Enclave Measurement – A single 256-bit hash that identifies the code and initial data to be placed inside the enclave, the expected order and position in which they are to be placed, and the security properties of those pages. A change in any of these variables will result in a different measurement. When the enclave code/data pages are placed inside the EPC, the CPU calculates the enclave measurement and stores this value in the MRENCLAVE register. Then the CPU compares the content of MRENCLAVE against the enclave measurement value in SIGSTRUCT. Only if they match with each other, the CPU will allow the enclave to be initialized.
The Enclave Author’s Public Key – After an enclave is successfully initialized, the CPU records a hash of the enclave author’s public key in the MRSIGNER register. The contents of MRSIGNER will serve as the identity of the enclave author. The result is that those enclaves which have been authenticated with the same key shall have the same value placed in the MRSIGNER register.
The Security Version Number of the Enclave (ISVSVN) – The enclave author assigns a Security Version Number (SVN) to each version of an enclave. The SVN reflects the level of the security property of the enclave, and should monotonically increase with improvements of the security property.
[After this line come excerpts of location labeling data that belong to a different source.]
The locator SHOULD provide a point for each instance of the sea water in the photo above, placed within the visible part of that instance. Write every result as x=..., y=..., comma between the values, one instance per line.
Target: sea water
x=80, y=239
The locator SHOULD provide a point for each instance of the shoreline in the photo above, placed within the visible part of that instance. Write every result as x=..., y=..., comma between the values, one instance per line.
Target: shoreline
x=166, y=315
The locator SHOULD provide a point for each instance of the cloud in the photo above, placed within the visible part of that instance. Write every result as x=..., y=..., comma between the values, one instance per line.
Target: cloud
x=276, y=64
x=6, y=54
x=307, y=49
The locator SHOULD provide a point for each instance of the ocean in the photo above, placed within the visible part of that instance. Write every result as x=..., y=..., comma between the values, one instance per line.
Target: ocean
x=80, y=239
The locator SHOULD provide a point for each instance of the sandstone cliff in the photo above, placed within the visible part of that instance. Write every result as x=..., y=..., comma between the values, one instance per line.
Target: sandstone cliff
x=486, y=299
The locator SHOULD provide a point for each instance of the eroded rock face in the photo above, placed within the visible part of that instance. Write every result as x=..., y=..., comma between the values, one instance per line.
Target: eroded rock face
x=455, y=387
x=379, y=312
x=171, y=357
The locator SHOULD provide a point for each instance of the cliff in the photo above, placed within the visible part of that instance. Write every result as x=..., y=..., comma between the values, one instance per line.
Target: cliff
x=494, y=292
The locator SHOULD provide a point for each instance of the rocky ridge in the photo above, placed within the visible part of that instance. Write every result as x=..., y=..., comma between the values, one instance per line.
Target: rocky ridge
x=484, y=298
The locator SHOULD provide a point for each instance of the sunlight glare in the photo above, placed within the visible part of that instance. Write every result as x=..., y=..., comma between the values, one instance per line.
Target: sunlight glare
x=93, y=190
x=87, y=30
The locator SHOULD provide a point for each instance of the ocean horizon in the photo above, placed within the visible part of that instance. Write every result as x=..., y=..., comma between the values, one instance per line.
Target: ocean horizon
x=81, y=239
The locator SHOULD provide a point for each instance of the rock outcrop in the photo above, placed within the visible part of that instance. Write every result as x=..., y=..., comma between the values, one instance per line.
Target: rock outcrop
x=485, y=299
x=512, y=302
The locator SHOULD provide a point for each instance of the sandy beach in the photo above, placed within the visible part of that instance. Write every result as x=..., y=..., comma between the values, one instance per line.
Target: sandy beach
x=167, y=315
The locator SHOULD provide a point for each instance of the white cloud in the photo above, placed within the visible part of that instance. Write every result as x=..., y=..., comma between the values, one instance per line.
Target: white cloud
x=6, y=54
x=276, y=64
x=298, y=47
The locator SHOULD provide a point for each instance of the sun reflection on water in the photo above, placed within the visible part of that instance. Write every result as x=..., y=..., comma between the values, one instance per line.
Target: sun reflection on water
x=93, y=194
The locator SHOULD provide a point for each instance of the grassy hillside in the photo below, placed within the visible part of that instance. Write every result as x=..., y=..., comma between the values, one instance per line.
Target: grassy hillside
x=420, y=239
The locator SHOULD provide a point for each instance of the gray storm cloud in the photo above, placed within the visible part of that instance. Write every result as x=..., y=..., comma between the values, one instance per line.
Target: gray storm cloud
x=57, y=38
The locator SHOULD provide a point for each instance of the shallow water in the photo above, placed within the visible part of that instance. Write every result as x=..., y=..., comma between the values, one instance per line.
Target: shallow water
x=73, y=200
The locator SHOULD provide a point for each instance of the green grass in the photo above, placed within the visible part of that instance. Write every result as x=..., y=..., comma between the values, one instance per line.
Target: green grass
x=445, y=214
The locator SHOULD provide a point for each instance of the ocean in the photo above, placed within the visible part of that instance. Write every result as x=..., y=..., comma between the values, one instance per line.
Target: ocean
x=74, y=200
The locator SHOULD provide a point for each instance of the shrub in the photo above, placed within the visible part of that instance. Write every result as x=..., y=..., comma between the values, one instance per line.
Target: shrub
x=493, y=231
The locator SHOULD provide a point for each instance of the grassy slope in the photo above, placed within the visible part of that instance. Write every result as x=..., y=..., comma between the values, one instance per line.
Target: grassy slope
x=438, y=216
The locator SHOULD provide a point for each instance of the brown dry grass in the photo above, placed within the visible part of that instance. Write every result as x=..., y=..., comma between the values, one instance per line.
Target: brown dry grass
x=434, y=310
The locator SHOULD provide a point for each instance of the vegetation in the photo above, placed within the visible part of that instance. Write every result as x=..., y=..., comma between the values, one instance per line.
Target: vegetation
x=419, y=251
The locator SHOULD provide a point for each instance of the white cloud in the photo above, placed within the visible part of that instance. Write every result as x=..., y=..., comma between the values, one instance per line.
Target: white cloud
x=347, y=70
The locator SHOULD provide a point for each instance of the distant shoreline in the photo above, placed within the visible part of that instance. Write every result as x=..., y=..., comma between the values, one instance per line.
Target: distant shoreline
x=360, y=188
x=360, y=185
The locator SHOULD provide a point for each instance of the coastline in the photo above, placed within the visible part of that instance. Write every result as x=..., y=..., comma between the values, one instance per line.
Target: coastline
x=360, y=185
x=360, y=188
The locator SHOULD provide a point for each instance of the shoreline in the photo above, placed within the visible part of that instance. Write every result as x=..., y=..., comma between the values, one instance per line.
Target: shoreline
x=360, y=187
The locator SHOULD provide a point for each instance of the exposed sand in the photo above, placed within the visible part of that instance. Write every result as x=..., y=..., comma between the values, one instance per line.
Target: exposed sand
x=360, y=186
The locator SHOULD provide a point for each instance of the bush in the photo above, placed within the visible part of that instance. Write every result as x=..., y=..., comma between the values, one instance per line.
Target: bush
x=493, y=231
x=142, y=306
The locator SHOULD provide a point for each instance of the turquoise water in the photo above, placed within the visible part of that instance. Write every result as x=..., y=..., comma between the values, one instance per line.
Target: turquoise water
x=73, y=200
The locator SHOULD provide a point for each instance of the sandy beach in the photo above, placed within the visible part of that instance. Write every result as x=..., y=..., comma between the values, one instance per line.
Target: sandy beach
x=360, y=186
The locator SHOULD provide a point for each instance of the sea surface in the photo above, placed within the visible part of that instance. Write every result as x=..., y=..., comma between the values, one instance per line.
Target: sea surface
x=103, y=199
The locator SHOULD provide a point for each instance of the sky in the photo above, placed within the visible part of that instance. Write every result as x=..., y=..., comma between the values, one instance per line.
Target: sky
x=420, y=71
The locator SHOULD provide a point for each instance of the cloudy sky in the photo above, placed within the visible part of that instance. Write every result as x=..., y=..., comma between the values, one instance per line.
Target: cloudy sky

After an enclave is successfully initialized, the CPU records the SVN, which can be used during attestation. Different versions of an enclave with the same security property should be assigned with the same SVN. For example, a new version of an enclave with non-security-related bug fixes should have the same SVN as the older version.
The Product ID of the Enclave (ISVPRODID) – The enclave author also assigns a Product ID to each enclave. The Product ID allows the enclave author to segment enclaves with the same enclave author identity. After an enclave is successfully initialized, the Product ID is recorded by the CPU, which can be used during attestation.